The effect of time on the epigenetic difference of imprinted CpGs in the intra-individual comparison was also investigated (Table 4). The |ΔM-values| from semen samples from patients who donated semen samples greater than and less than 75 days apart were similar for both all and only imprinted CpGs. However, when looking at the ΔM-values, which take into consideration the effect of time between samplings, subtle differences in the overall ΔM-values in each of the genomic regions are observed. For example, samples collected less than 75 days apart generally possessed greater sperm DNA methylation in the first sample compared to the second, especially within the CpG islands, 5′UTR, gene body and 3′UTR. Samples collected greater than 75 days apart were also generally more methylated in the first sample, and the regions with the largest difference between all and only imprinted CpGs were the TSS1500, 1st exon and 3′UTR.
Comparison of Intra- and Inter-Individual Sperm DNA Methylation Differences
In addition to examining the intra-patient epigenetic differences, the difference in sperm DNA methylation between individuals was also investigated for all possible inter-patient semen samples (n = 264). Unlike the intra-patient comparison of DNA methylation differences where the time between sample collections provides biological insight, the inter-patient comparison analysis focused on the absolute epigenetic difference (|ΔM-values|; Table 3). Similar to the intra-patient comparison of |ΔM-values|, the values were approximately equal among the different genomic regions implying that alterations in sperm DNA methylation are not location dependent. Furthermore the |ΔM-values| from both the intra- and inter-patient comparisons were nearly equal demonstrating that the epigenetic differences are consistent between individuals. Correlation analysis of the |ΔM-values| was strongly correlated both within and between patients across the different genomic regions (r > 0.97), where the intra-patient correlation values were greater than their inter-patient counterpart by an average of 0.0053 (Figure 2 and Supplementary Table 1). Although the differences were small, they were statistically significant across each of the defined genomic regions (p < 0.05; Supplementary Table 1). The difference in the intra- and inter-patient |ΔM-values| is also visualized through their respective kernel density distribution (Figure 3) and Euclidean distance profiles (Supplementary Figure 3). The intra-individual profile peaks were sharper and narrower than the corresponding inter-individual peaks, illustrating the inter-patient DNA methylation variability due to the underlying genetic and/or environmental differences between individuals.
Figure 3.
Intra- and inter-patient distribution of pairwise sperm epigenetic differences (|ΔM-values|) across genomic regions.
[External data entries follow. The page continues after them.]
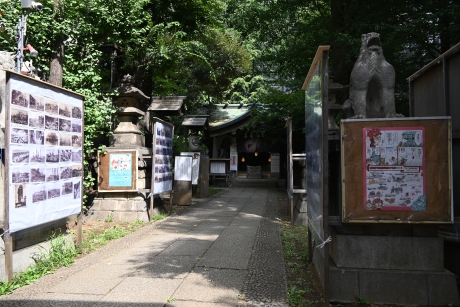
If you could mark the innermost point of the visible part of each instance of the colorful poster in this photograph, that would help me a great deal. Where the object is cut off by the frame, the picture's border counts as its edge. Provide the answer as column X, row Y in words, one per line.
column 120, row 170
column 45, row 153
column 394, row 166
column 162, row 158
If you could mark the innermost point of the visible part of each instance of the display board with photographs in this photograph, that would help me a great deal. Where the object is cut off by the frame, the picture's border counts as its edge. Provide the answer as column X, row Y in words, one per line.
column 45, row 156
column 162, row 160
column 397, row 170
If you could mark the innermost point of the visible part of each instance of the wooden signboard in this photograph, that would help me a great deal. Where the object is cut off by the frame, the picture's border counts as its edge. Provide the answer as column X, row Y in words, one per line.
column 117, row 170
column 397, row 170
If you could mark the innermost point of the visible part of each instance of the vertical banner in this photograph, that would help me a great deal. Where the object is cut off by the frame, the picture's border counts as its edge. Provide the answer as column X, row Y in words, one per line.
column 45, row 152
column 183, row 168
column 275, row 162
column 162, row 157
column 233, row 158
column 195, row 165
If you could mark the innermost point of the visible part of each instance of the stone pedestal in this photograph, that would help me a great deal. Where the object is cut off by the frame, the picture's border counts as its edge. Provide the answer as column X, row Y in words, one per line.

Normalized and logit-transformed methylation (M) values were used to plot the genome-wide density distribution of the intra- (green) and inter-patient (gray) |ΔM-values|. Intra-patient epigenetic differences were calculated using the 2 collected samples from the same individuals (n=12), while the inter-patient comparison measured the difference between all samples and all patients (n=264).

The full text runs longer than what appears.